Just a day after first Nato trucks crossed the border into Afgha-nistan
after a seven-month shutdown, a triple US drone attack on a compound in North Waziristan killed at least 24 suspected militants late Friday.
The strike destroyed the home, with six missiles being fired at it.
Officials were quick to label everyone slain as “suspects” and said that four of the people in the house were believed to be “foreigners.” The strike sparked panic across the area, and as usual none of the victims have been named.
The strike took place near Miranshah, the main town in the North Waziristan Agency.
Three unmanned aircraft fired a total of six missiles on Datta Khel village, some 35 kilometres east of Miranshah.
The initial strike on a house killed 13 people, five more were killed in a second attack when they drove to the site to recover dead bodies, and a third drone killed six more five minutes later, an official in Peshawar said.
The death toll from the strikes in Dattakhel in North Waziristan could rise, the officials said.
Two security officials in Miranshah confirmed all the three strikes but told AFP that at least 20 militants have been killed, and one said the militants had gathered to send fighters into Afghanistan.
According to Pakistani Nation News Agency the Dattakhel area is considered to be a stronghold of Hafiz Gul Bahadur, a Taliban commander who is accused of sending fighters across the border to fight NATO troops in Afghanistan. A similar drone attack on Sunday killed eight of Bahadur’s fighters
It reopened after Secretary of State Hillary Clinton finally agreed to apologize for the killings and Pakistan might have been received huge sums from US.

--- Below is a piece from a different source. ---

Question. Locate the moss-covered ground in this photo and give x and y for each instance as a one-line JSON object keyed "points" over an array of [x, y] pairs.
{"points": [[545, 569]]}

US drone strikes against Pakistan have been hugely controversial, and the Pakistani parliament has demanded their end, calling on the cabinet to condition reopening the border on the end of the strikes. Despite this call, the border remains open.
Islamabad says they violate its sovereignty and also cause civilian casualties. Washington has refused, and US officials say the drone strikes are an effective tool in combating militants.
Drone attacks are highly unpopular in Pakistan, where they are seen as an infringement of the country’s sovereignty and counter-productive in the fight against extremists.